Pemerintah Kota Tangerang menggelar vaksinasi COVID-19 untuk ibu hamil di 38 Puskesmas dan rumah sakit umum daerah (RSUD) hari ini. Salah satunya digelar di Puskesmas Baja.

Pantauan detikcom di Jalan Baja, Cibodas Baru, Tangerang, Kamis (19/8/2021) pukul 09.30 WIB tempat vaksinasi ibu hamil menjadi satu dengan vaksinasi umum. Nampak kursi antrean hampir terisi penuh.

Proses vaksinasi sama seperti vaksinasi pada umumnya. Ibu hamil yang hendak disuntik vaksin pertama-tama harus melakukan pendataan ulang di meja registrasi.

Kemudian menunggu dipanggil dan diperiksa data diri. Setelah itu, ibu hamil di-screening untuk diperiksa kondisi kesehatannya. Setelah lolos screening, barulah ibu hamil disuntik.

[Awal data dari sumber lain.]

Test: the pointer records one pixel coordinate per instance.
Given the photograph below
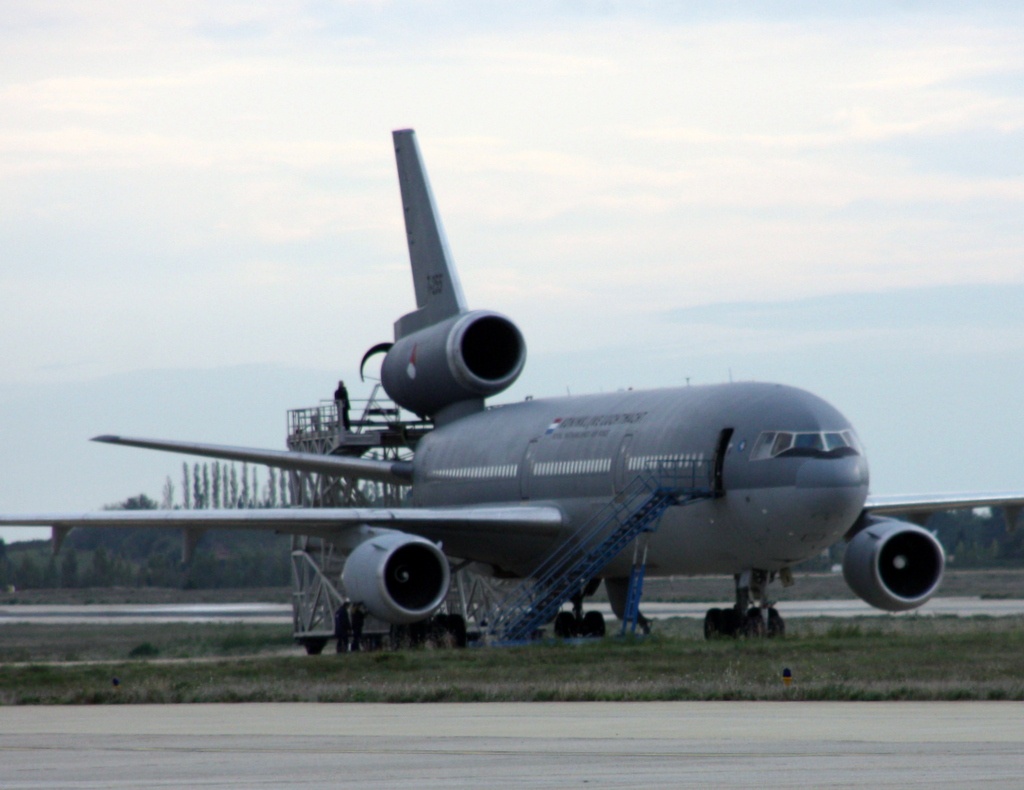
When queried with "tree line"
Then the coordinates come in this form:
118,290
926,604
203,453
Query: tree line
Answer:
152,557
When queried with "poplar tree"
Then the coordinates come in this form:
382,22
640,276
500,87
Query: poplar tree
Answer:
216,484
197,487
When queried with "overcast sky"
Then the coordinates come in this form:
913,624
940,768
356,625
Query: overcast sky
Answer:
824,194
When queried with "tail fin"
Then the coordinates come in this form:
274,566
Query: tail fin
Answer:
438,293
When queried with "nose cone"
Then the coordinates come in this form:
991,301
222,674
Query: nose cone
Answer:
833,472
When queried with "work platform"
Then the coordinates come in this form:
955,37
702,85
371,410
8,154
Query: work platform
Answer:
374,427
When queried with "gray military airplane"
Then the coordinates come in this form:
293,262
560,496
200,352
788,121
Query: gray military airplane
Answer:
776,473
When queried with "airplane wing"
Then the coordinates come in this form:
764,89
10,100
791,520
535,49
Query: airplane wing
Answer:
478,533
919,506
399,472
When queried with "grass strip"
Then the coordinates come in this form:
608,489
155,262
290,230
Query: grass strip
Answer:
923,659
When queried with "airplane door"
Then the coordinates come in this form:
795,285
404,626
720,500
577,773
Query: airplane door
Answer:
526,468
723,447
621,471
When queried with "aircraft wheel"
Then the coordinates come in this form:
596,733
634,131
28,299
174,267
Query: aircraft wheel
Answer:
593,624
730,622
313,646
439,630
457,628
565,625
754,624
713,623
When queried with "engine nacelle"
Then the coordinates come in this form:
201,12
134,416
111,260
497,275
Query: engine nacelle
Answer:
465,358
893,565
399,578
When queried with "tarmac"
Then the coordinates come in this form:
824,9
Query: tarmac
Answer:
600,745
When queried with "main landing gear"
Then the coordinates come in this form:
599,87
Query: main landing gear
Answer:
762,619
568,625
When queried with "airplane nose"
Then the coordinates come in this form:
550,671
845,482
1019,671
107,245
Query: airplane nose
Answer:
833,472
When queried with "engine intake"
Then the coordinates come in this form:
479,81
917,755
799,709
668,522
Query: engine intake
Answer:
465,358
397,577
894,566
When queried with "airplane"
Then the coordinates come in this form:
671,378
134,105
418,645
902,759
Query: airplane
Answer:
775,475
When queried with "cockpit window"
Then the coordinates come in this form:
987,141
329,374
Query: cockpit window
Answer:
826,444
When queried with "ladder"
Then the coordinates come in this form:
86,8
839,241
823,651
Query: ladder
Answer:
566,571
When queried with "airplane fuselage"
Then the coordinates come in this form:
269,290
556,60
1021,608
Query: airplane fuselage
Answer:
578,452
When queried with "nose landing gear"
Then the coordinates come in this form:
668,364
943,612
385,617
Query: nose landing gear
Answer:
759,620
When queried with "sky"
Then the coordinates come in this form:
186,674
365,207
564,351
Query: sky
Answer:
200,224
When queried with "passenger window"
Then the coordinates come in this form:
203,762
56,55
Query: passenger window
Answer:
834,441
782,443
762,449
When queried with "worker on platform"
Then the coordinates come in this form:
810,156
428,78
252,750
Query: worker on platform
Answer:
341,398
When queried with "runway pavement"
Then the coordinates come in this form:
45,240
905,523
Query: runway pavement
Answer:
282,613
605,745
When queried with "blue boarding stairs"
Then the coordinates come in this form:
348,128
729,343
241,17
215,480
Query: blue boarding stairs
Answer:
633,513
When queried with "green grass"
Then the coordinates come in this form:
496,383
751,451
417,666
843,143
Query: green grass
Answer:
861,659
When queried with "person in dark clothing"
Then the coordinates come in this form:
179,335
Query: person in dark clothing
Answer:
341,398
342,627
358,616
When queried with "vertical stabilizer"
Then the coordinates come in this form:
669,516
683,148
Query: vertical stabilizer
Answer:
438,293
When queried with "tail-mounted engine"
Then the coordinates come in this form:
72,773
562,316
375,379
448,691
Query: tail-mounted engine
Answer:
893,566
465,358
399,578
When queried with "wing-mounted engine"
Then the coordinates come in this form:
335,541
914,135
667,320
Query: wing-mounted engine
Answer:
397,577
461,360
893,565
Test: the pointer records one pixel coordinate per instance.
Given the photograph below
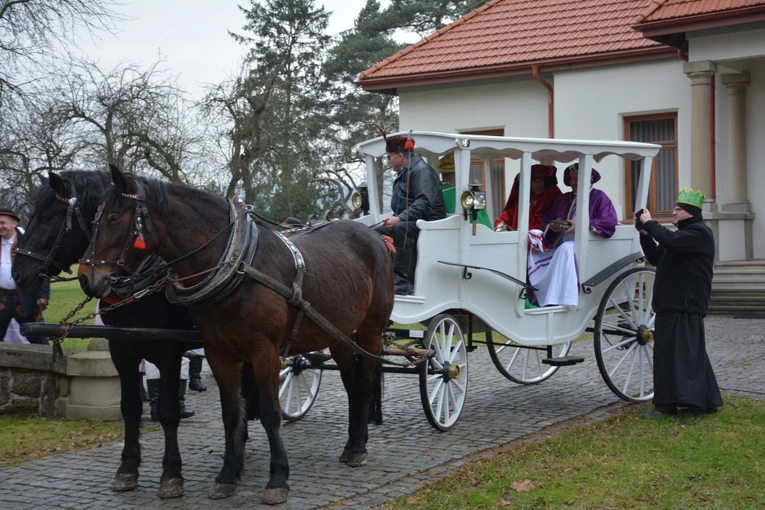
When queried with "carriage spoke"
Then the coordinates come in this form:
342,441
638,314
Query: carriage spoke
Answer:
520,364
443,379
299,386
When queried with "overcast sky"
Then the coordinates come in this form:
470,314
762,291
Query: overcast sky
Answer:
192,36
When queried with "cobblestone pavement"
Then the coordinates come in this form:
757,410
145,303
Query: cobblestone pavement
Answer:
404,453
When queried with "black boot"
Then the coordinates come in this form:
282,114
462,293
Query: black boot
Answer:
144,395
401,260
153,385
195,374
185,413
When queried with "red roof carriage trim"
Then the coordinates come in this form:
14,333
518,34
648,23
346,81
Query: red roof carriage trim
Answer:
510,37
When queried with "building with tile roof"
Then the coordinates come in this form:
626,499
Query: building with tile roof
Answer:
688,74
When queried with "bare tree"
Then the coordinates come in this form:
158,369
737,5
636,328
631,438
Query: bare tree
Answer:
131,117
30,30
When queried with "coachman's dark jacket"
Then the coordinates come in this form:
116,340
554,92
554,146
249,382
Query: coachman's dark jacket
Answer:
684,261
417,192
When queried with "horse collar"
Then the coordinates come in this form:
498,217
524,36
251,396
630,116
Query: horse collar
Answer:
240,250
73,209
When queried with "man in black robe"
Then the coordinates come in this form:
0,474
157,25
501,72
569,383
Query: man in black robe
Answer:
683,375
416,196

Kepala Koordinator Puskesmas Baja, Aisah mengatakan meski tempat vaksinasi ibu hamil dan umum disatukan, tetapi pihaknya mendahulukan penyuntikan bagi ibu hamil. Sudah ada 20 ibu hamil yang disuntik vaksin.

“Baru mulai hari ini serentak. Tadi tempat duduk dipisah jadi ibu hamil duluan yang kita suntik. Jadi yang umum abis ibu hamil selesai baru disuntik, jadi dahulukan ibu hamil dulu. Ada 20 yang sudah datang,” kata Aisah saat ditemui di lokasi.

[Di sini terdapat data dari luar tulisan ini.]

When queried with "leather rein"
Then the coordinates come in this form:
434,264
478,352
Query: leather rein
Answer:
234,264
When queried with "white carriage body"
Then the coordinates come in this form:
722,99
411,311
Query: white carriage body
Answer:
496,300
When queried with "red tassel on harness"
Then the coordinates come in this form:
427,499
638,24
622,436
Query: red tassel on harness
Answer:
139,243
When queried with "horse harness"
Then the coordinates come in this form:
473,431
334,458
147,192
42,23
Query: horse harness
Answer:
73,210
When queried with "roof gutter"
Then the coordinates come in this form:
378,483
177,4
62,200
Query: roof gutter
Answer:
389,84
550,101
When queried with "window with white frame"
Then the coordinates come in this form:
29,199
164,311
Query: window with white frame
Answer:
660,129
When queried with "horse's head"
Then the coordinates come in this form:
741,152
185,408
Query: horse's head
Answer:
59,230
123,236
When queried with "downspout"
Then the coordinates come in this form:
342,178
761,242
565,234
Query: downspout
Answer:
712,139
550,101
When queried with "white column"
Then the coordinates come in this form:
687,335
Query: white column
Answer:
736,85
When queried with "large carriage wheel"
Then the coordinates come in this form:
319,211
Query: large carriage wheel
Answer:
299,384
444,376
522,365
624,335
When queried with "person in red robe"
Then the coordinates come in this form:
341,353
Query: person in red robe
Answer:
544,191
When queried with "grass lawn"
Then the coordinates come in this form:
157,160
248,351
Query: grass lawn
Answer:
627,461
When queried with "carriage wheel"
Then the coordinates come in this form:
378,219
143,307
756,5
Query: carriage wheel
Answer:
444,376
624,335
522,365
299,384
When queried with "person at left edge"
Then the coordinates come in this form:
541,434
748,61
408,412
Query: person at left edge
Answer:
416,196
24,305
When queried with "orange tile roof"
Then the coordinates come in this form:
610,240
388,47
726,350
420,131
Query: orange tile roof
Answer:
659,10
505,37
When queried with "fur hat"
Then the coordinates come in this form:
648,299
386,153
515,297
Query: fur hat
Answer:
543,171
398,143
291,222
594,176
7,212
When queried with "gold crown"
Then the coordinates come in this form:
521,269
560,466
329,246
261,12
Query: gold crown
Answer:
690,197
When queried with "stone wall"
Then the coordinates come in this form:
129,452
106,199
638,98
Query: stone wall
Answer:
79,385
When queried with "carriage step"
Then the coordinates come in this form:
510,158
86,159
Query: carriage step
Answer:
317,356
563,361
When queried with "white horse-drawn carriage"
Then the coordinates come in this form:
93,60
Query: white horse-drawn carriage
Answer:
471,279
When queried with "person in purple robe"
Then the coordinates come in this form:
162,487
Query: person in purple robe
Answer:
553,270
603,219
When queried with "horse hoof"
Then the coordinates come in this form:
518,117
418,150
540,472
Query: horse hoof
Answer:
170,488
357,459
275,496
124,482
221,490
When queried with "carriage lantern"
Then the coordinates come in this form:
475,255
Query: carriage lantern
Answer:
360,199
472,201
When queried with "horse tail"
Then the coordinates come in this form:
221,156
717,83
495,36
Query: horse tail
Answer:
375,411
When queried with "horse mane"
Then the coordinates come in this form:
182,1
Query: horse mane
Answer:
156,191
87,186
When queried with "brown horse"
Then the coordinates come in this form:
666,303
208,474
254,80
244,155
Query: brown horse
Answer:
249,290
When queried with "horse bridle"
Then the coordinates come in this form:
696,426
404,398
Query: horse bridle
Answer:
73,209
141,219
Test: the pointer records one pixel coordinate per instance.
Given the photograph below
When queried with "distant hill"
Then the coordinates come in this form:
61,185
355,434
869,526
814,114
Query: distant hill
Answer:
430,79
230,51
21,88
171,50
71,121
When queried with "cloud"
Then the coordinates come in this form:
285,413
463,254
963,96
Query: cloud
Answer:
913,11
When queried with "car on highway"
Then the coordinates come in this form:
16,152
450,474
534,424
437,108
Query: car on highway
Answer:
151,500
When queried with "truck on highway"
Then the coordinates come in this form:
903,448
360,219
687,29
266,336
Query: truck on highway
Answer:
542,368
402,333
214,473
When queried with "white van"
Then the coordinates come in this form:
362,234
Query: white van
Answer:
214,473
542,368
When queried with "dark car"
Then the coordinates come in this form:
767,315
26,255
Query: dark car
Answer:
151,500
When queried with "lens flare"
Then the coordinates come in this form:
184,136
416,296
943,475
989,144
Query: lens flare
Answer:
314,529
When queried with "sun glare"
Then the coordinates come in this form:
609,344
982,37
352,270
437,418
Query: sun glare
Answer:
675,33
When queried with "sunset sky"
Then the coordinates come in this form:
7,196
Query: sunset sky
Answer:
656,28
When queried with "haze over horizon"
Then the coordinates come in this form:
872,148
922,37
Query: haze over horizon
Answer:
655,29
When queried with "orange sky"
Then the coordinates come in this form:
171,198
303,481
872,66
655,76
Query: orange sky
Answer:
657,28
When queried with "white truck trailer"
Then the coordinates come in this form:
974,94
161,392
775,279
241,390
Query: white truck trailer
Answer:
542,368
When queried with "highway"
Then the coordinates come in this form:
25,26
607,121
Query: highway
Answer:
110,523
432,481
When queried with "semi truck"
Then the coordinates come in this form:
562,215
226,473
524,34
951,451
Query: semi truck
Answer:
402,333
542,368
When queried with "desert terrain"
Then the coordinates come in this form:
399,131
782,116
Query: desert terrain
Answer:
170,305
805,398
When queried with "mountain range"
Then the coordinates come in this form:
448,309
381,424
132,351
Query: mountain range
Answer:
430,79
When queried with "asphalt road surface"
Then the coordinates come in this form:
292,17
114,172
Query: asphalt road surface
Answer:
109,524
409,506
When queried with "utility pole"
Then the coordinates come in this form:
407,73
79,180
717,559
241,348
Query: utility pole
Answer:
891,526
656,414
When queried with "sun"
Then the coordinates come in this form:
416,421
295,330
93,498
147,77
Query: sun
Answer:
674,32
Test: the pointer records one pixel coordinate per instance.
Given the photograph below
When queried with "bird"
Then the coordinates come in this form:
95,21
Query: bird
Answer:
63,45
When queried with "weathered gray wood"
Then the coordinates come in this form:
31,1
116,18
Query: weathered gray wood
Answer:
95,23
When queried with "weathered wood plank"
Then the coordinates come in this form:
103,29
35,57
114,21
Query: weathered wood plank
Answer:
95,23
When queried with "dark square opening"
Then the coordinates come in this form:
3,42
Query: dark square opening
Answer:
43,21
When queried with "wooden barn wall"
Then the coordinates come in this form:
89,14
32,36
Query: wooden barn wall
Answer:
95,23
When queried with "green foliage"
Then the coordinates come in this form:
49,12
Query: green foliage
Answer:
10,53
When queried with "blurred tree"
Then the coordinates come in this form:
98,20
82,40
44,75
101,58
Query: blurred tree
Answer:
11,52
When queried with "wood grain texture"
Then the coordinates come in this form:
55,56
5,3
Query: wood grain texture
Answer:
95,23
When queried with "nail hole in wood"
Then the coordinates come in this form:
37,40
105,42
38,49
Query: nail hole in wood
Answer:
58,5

Aisah menuturkan proses vaksinasi dimulai pukul 08.00 WIB hingga pukul 12.00 WIB. Rata-rata ibu hamil yang datang sudah didata melalui WhatsApp, sementara bagi yang belum terdata, bisa datang langsung ke lokasi vaksinasi dengan membawa fotocopy KTP dan kartu keluarga (KK) serta kartu ibu hamil.

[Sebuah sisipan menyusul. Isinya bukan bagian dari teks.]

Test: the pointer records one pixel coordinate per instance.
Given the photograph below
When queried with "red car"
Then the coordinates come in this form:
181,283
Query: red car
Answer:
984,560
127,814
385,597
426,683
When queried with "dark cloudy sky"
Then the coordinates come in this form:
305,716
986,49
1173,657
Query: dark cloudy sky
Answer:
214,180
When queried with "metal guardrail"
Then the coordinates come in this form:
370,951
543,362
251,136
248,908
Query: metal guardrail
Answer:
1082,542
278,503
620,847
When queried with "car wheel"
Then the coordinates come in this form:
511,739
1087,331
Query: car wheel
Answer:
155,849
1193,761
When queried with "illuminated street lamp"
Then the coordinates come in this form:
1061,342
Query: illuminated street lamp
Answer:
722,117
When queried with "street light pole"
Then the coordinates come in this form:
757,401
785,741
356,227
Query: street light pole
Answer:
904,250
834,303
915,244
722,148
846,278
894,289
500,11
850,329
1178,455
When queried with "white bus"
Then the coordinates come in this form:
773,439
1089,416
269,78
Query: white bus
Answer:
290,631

“Kita mulai dari jam 8 sampai jam 12 siang. Jadi ibu Kades nyari ibu hamil yang mau divaksin kirim ke WA trus saya masukin ke grup ibu hamil. Jadi data atau KTP KK mintanya semua di grup itu. Kalau yang belum ke data boleh datang langsung, syaratnya bawa fotocopy KTP, KK, sama bawa kartu ibu hamil,” tuturnya.

Aisah menyampaikan vaksin yang diberikan kepada ibu hamil jenis sinovac. Vaksinasi ibu hamil di puskesmas ini kata Aisah, dijadwalkan berlangsung hingga Sabtu (21/8).

“Vaksinnya sinovac. Ini hari ini perdana sampai Sabtu, tapi nggak tahu Senin depan masih di sini (vaksin ibu hamil) apa enggak. Nanti koordinasi dengan kepala puskesmas,” ujarnya.

Lebih lanjut Aisah mengatakan ada sejumlah persyaratan lain yang harus dipenuhi ibu hamil agar bisa divaksin. Mereka yang berkomorbid dan memiliki tekanan darah tinggi tidak diperkenankan untuk mengikuti vaksinasi.

Suasana vaksinasi di Puskesmas Baja Tangerang Foto: Kadek Melda Luxiana/detikcom

“Pokoknya tensi di atas 140/90, kaki bengkak, punya komorbid darah tinggi, pernah covid, nunggu 3 bulan nggak bisa divaksin. Dilihat dulu, makanya di-screening,” imbuhnya.

Seorang ibu hamil bernama Riris mengaku ikut vaksinasi COVID-19 agar nantinya diperbolehkan melahirkan. Dia mengatakan vaksinasi menjadi syarat untuk melahirkan.

“Tau dari posyandu. Saya mau divaksin soalnya kalau nggak divaksin nggak boleh lahiran,” kata Riris.

Kandungan Riris berusia 8 bulan. Dia tidak merasakan efek apapun setelah divaksin.

“Udah (hamil) 31 Minggu masuk 8 bulan (evek) nggak ada, prosesnya tadi saya dari rumah jam 8 sampe sekarang ya satu jam lah. Rumah di Jalan Baja,” ujarnya.